In nearly half of patients, untreated renal artery disease gets progressively worse and can lead to kidney failure. In one large study at Cleveland Clinic, obstruction of the arteries progressed in 44 percent of untreated patients; in 16 percent of those, total occlusion occurred. For unknown reasons, women are at higher risk for disease progression than men.

Like treatment for heart disease, there are many treatments available for renal artery disease. The right treatment for an individual depends on the severity of the disease and the person’s medical history.

Medical Therapy

All patients with renal artery disease require treatment for cardiovascular risk factors (such as high blood pressure, high cholesterol, diabetes) and lifestyle changes such as weight reduction, smoking cessation, exercise and a low-salt and low-fat diet. Medication to lower blood pressure is an important part of treatment, along with careful monitoring of the response to the blood pressure medications to be sure the blood pressure is lowered to the treatment goal. Regular follow-up every 4 to 6 months will be part of the treatment plan so your physician can monitor your condition.

Procedures

For some patients with significant narrowing of the renal arteries, particularly patients with narrowed areas in the renal arteries on both sides of the body, or those with severe symptoms, a procedure may be recommended to open up the blocked arteries to restore circulation. In some cases, opening the blocked arteries may improve kidney function and may improve control of high blood pressure. Not surprisingly, the techniques used to open blocked renal arteries are very similar to those used to treat blocked coronary arteries.

Renal angioplasty: A small catheter – a long, thin tube – carrying a tiny balloon is inserted through a small puncture in the groin and guided by X-ray to the kidney artery. When the catheter is guided to the narrowed part of the artery, the balloon is inflated. As it expands, it compresses the plaque against the artery walls, re-opening the vessel for blood to flow through. Once the artery is open, the physician may insert a stent at the site to keep the artery open and support the arterial wall.

In carefully selected patients, renal angioplasty improves blood pressure and kidney function with minimal risk. It can be done as an outpatient procedure or with only an overnight stay, does not require general anesthesia and has a short recovery time.

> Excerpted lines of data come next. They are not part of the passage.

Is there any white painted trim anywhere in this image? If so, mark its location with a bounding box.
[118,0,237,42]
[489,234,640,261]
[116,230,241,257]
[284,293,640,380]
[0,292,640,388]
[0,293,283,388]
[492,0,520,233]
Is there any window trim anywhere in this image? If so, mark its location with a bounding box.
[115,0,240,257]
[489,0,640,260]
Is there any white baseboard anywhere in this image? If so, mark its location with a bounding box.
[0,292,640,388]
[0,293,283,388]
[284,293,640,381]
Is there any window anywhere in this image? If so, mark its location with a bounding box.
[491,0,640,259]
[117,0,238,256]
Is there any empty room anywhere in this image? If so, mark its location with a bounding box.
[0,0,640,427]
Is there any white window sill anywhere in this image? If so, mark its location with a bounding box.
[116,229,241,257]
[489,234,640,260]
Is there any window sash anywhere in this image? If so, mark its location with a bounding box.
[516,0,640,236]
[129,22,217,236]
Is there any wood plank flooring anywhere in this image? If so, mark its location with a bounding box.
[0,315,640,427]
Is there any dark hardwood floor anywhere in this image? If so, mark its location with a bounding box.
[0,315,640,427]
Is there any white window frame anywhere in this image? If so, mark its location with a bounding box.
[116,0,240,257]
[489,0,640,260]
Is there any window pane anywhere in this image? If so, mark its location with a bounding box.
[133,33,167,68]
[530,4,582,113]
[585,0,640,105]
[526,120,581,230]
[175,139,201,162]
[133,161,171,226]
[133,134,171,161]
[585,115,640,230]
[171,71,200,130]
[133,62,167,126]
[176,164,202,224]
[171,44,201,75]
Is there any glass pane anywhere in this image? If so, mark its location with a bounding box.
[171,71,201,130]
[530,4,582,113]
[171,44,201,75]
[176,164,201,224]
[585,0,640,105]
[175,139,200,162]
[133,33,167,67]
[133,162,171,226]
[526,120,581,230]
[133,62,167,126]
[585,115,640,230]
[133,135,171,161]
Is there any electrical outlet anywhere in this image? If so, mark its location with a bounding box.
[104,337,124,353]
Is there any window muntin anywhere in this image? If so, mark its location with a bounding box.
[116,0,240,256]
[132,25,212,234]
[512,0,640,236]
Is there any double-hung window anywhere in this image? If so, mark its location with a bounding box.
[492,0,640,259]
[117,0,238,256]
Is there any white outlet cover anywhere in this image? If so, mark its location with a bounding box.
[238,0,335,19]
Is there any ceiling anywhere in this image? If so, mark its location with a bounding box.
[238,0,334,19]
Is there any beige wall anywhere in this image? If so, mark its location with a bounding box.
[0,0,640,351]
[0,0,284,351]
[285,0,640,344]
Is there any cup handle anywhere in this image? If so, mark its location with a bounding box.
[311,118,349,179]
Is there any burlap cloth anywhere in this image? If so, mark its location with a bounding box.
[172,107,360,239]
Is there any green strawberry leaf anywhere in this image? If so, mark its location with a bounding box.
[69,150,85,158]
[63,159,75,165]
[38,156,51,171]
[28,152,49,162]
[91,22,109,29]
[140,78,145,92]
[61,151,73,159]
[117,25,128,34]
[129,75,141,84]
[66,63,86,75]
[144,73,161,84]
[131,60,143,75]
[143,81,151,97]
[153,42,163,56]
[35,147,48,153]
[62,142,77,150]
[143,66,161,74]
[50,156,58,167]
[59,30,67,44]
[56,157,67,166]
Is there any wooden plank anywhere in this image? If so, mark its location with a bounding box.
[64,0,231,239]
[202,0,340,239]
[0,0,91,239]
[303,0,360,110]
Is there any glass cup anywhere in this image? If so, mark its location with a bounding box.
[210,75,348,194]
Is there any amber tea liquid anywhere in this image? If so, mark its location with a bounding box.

Surgical treatment: With the development of new and improved types of stents, angioplasty with stenting is the preferred treatment for renal artery disease. But, in certain cases, surgical treatment may be necessary to restore blood flow to the kidney and preserve kidney function.

Surgical treatments for renal artery disease include:

Endarterectomy, during which a vascular surgeon removes the diseased inner lining of the artery and the plaque deposits.

Bypass procedure, which involves using a segment from another artery or vein to construct a detour around the blocked area of the renal artery. The most commonly used technique creates a bypass from the abdominal aorta (the large artery in the abdomen) to the kidney using a segment from the saphenous vein in the leg or the hypogastric artery from the abdomen.